Motivation: Solve Scalability Issues with Layer 2 Solutions

The scalability issues of Ethereum are well known.

High gas fees and slow transaction speeds have been hindering the user experience and limiting the network's ability to accommodate its growing user base.

Ethereum has adopted a Rollup-centric roadmap, aiming to alleviate these issues by shifting most transactions from the mainnet (Layer 1) to Layer 2 (L2) solutions, which can process transactions more efficiently.

Unichain is built using the open-source OP Stack framework developed by Optimism, with the intention of running within Superchain - an interoperable blockchain network that shares common standards.

By leveraging this technology, Unichain aims to solve the following problems:

1) Solve Scalability and Performance Issues

The congestion and high gas fees on the Ethereum network have been persistent obstacles. Uniswap's shift to Unichain aims to:

  • Improve Transaction Speed: Target block time of 200-250 milliseconds, much faster than Ethereum's average of 12-15 seconds.

  • Reduce Transaction Costs: Lower fees make DeFi more attractive to a wider user base.

2) Control Infrastructure and Customization

Running on its own dedicated blockchain allows Uniswap to:

  • Implement Protocol-Level Optimizations: Customize the blockchain according to Uniswap's specific needs, such as custom transaction ordering.

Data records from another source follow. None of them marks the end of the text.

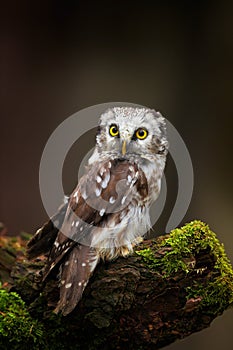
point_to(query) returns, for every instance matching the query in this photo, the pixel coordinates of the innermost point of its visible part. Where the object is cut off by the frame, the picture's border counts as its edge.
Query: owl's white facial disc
(128, 120)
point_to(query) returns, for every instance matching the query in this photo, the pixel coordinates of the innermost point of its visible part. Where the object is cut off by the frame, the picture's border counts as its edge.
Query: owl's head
(126, 131)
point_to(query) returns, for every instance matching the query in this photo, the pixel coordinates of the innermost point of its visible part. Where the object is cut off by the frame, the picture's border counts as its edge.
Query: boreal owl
(108, 211)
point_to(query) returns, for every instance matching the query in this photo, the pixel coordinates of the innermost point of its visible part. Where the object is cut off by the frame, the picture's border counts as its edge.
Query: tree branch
(171, 287)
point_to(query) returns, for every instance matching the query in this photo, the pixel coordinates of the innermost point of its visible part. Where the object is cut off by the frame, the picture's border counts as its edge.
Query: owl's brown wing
(99, 198)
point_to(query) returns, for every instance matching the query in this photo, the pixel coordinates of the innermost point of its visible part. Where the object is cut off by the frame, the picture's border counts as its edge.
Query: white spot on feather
(105, 181)
(129, 178)
(98, 179)
(112, 200)
(102, 211)
(98, 192)
(123, 199)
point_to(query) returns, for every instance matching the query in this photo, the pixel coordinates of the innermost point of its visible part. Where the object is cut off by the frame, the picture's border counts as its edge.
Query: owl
(108, 211)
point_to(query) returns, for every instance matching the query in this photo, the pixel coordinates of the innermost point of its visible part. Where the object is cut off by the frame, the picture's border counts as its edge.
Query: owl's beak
(123, 149)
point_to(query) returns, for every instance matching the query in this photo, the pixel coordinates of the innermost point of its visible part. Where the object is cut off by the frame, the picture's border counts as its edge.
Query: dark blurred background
(58, 57)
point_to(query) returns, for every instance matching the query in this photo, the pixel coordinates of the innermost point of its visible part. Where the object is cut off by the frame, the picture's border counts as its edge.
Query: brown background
(58, 57)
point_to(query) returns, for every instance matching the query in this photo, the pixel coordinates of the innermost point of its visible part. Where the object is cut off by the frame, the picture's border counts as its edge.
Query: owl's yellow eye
(113, 130)
(141, 133)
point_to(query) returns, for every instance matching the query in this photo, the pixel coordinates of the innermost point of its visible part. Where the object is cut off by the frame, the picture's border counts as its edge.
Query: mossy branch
(171, 287)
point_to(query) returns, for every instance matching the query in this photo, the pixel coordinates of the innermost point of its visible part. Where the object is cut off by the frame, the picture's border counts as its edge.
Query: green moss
(177, 253)
(16, 325)
(19, 330)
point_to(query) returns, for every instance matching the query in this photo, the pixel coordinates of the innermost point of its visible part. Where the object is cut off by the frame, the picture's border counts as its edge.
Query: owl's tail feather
(44, 238)
(75, 274)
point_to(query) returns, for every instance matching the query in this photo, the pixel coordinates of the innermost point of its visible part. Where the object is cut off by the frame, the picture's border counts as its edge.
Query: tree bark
(171, 287)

  • Introduce Advanced Features: Implement innovations like Flash Blocks and MEV minimization strategies.

3) Reduce Liquidity Fragmentation

By creating a centralized liquidity hub, Uniswap users will benefit from:

  • Aggregating Liquidity Pools: Unichain aims to consolidate the liquidity currently scattered across multiple Layer 2 solutions and sidechains.

  • Improve Pricing and Slippage: Deeper liquidity will provide traders with better pricing and lower slippage.

4. From "Fat Protocol" to "Fat Application" Theory

1) Brief Overview

Fat Protocol Theory: Argues that in the blockchain ecosystem, the protocol layer (like Ethereum) can capture the most value because it underpins all applications. Fat Application Theory: Proposes that dominant applications can capture more value by controlling more of the technology stack.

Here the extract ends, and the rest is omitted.